Le plan France très haut débit, la compensation du Groupe La Poste et la compensation carbone représentent à eux seuls près des trois quarts des dépenses hors titre 2 de la mission 28 ( * ) . Ces trois éléments sont déterminants pour l'évolution des crédits et constituent, outre les missions des administrations mentionnées plus haut, les trois principales politiques publiques portées par la mission.

Par ailleurs, l'activité de garantie directe de prêts accordés aux PME et aux TPE est confiée à Bpifrance et bénéficie de crédits publics. Si les rapporteurs spéciaux ont de nombreuses fois dénoncé l'absence de budgétisation du financement des fonds de garantie, ceux-ci n'en relèvent pas moins du périmètre de la mission « Économie ». Selon les termes mêmes de la secrétaire d'État Agnès Pannier-Runacher, il existe un « cordon ombilical » 29 ( * ) entre Bpifrance et la mission « Économie ».

A. SI LE PLAN FRANCE TRÈS HAUT DÉBIT A PERMIS UNE NETTE ACCÉLÉRATION DES DÉPLOIEMENTS, PLUSIEURS SUJETS RESTENT NÉANMOINS OUVERTS

1. Les réseaux d'initiative publique (RIP), cofinancés par le Plan FTHD, ont permis de résorber les écarts importants entre les territoires

Le programme 343 porte une partie de la participation de l'État au financement du plan France Très haut débit, qui devrait s'élever au total à 3,5 milliards d'euros d'ici à 2022. Ces crédits ont été complétés en 2021 par 240 millions d'euros ouverts en autorisations d'engagement sur la mission « Plan de relance ». Ils permettent de subventionner les réseaux d'initiative publique (RIP).
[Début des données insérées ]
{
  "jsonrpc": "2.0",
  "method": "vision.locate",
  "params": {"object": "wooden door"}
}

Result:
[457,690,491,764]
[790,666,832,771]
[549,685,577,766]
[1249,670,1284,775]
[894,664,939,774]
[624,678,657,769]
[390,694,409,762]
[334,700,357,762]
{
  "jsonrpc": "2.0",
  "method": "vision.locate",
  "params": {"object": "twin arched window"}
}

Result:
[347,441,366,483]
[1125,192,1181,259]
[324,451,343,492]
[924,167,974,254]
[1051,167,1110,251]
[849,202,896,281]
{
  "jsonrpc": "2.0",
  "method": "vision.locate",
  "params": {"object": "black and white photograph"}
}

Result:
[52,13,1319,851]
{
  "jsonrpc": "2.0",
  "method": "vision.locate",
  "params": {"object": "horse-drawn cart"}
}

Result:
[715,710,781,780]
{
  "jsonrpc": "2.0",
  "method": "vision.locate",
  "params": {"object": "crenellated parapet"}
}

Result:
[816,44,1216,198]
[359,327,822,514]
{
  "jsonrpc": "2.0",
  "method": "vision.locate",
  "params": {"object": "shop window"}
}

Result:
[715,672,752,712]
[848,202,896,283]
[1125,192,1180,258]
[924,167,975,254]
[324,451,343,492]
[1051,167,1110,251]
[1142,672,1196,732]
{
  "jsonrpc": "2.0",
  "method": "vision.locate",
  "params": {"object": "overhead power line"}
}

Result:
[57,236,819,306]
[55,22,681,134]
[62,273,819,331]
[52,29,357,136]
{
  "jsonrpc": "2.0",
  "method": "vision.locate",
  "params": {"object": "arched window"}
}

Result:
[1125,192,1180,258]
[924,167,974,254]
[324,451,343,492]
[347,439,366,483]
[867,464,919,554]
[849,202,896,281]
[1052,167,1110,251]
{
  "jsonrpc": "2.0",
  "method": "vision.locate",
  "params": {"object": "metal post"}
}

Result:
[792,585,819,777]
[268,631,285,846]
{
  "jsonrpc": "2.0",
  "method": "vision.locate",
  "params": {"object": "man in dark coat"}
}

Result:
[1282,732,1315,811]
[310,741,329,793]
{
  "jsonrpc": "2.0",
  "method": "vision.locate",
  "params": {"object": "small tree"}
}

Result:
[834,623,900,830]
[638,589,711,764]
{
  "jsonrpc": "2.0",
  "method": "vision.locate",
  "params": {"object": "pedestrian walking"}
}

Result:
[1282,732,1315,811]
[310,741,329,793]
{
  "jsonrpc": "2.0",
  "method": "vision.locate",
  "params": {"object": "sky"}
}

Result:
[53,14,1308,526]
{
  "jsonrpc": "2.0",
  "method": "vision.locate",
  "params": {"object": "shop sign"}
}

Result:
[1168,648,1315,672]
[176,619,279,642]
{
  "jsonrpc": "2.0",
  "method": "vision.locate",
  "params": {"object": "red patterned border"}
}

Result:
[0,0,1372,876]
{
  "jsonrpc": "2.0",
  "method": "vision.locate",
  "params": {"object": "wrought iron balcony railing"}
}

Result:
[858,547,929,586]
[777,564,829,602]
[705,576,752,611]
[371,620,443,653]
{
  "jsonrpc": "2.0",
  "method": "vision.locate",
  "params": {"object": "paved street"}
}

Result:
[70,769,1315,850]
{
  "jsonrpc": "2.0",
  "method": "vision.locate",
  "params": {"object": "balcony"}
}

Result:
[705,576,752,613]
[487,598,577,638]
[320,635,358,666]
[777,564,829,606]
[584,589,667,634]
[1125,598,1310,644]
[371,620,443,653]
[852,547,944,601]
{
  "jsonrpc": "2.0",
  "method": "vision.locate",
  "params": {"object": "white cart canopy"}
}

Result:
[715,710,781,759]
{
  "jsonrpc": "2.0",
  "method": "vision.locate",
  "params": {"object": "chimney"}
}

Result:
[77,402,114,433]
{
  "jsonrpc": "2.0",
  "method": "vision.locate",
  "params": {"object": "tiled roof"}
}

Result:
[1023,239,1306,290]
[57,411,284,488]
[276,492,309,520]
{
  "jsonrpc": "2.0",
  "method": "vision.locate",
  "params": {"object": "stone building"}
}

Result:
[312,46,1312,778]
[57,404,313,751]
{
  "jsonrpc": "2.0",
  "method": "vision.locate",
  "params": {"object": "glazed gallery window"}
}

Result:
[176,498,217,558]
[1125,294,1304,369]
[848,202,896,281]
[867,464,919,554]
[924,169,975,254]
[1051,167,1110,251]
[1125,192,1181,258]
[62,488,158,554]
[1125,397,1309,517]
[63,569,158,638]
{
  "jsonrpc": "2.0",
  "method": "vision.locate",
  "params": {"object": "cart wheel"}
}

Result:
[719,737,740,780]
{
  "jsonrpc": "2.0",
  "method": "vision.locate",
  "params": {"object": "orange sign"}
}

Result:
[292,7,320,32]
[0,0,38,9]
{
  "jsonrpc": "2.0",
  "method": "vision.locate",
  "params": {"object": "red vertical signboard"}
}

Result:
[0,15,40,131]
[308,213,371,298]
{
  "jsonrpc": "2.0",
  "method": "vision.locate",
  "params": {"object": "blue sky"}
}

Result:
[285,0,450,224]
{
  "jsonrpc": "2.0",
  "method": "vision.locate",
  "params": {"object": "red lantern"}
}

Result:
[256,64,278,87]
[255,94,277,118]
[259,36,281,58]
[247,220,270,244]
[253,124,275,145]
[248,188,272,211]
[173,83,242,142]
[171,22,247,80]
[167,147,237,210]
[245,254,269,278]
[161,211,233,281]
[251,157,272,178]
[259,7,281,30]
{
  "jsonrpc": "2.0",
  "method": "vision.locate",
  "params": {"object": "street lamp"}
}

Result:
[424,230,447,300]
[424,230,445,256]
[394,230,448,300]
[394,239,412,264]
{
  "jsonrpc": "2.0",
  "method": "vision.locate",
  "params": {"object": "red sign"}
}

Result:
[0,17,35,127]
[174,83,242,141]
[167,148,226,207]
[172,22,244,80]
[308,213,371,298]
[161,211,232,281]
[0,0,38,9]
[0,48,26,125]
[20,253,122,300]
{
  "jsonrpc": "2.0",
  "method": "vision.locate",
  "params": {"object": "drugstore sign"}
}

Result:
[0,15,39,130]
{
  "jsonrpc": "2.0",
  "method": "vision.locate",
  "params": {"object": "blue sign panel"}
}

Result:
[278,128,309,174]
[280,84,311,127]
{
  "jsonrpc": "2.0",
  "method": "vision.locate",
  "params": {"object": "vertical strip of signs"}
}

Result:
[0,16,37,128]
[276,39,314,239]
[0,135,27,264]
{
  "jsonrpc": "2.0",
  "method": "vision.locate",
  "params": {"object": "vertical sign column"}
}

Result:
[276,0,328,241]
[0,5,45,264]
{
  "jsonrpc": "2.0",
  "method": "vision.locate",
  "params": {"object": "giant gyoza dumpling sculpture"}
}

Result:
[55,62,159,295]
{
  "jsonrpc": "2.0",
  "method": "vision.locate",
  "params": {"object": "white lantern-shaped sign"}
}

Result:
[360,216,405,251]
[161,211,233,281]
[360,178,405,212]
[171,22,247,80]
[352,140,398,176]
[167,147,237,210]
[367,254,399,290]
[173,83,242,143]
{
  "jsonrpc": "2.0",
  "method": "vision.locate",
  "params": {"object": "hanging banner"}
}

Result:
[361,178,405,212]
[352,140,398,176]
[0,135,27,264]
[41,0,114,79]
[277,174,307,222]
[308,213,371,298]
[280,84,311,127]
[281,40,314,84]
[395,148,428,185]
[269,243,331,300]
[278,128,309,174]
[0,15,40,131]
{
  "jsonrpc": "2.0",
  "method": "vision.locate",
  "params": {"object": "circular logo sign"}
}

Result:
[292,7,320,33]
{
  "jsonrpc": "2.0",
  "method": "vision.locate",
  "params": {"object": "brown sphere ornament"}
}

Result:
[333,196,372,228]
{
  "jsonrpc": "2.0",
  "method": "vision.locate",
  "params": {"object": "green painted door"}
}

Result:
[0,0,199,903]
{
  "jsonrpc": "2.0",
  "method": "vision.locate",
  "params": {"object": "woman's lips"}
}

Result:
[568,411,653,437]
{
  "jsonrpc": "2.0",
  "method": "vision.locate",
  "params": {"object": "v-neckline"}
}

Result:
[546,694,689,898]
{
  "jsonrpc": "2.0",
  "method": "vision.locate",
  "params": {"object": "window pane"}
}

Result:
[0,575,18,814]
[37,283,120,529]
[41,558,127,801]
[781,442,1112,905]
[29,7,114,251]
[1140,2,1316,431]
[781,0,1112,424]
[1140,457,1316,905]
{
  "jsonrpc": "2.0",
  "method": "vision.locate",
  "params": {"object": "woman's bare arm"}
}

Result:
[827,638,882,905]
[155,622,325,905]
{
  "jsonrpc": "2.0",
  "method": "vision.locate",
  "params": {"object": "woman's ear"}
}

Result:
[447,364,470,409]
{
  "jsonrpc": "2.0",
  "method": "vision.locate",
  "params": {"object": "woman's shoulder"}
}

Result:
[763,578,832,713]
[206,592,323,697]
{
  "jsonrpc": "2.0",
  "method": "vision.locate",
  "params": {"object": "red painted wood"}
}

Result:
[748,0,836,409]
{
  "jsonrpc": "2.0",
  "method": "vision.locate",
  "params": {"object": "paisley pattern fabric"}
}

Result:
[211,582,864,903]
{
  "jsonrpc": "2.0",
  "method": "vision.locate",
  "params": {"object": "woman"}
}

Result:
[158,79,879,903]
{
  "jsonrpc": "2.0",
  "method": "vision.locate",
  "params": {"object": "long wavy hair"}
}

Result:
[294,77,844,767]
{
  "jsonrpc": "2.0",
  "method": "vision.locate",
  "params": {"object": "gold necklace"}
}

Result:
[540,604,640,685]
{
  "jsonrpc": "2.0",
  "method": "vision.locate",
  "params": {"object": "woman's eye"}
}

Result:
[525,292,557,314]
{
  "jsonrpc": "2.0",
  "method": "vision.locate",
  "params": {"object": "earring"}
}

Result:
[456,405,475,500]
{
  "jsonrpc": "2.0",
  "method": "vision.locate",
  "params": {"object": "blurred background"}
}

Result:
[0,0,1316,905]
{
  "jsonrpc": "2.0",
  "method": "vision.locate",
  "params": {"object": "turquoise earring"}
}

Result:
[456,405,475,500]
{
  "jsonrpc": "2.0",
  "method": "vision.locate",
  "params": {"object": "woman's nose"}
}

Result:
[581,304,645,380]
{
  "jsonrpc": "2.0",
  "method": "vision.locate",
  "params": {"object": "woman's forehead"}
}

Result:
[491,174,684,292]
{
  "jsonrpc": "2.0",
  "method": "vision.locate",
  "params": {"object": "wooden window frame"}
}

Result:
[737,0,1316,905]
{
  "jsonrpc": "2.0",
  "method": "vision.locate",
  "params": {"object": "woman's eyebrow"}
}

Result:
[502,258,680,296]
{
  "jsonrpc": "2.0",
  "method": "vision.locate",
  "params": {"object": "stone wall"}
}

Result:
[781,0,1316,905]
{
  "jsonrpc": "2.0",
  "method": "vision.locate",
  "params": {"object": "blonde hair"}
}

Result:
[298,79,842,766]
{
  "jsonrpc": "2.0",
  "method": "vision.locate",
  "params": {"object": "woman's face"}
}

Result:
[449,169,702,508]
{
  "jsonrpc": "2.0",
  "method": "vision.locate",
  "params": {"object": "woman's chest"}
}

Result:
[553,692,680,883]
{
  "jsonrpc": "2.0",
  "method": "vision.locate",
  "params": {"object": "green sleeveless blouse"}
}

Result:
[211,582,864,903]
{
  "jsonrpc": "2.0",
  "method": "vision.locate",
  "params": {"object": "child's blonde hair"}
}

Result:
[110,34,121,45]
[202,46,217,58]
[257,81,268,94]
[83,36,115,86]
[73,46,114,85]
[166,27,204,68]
Alors que la création du programme 343, en loi de finances initiale pour 2015, devait permettre d'offrir un vecteur budgétaire unique en complément des crédits du programme d'investissement d'avenir (PIA) l'ouverture de crédits nouveaux au sein de la mission Plan de relance en loi de finances initiale pour 2021 complexifie à nouveau le suivi des crédits dédiés au plan.

Ainsi, comme cela a été relevé de nombreuses fois par les rapporteurs spéciaux, la participation de l'État au plan FTHD pose des difficultés importantes en termes de lisibilité budgétaire 30 ( * ) .

Le plan France Très haut débit

La technologie : un accès supérieur à 30 Mbit/s

Le « très haut débit » (supérieur à 30 Mbit/s) doit être distingué de la fibre optique jusqu'à l'abonné ( FttH - Fiber to the Home ), qui permet de monter jusqu'à 100 Mbit/s.

Pour déployer le très haut débit sur le territoire, plusieurs technologies peuvent être utilisées :

- la fibre optique jusqu'à l'abonné ( FttH ) : il s'agit du standard le plus élevé, mais aussi le plus coûteux à mettre en oeuvre puisqu'il implique le déploiement de nouveaux réseaux. Le plan France Très haut débit prévoit un objectif de 80 % des locaux raccordables en fibre optique en 2022 et de 100 % des locaux à horizon 2025 ;

- le réseau cuivre modernisé (ADSL/VDSL2) ou le réseau câblé modernisé, en mobilisant la fibre optique jusqu'au sous-répartiteur voire jusqu'à l'immeuble. Ces opérations de « montée en débit » sont plus rapides et moins coûteuses à déployer ;

- les technologies hertziennes de type WiMAX (équivalent de la 4G pour le fixe) ou par satellite, qui constituent des solutions alternatives pour les zones où le déploiement serait trop difficile ou trop onéreux (habitat très isolé etc.).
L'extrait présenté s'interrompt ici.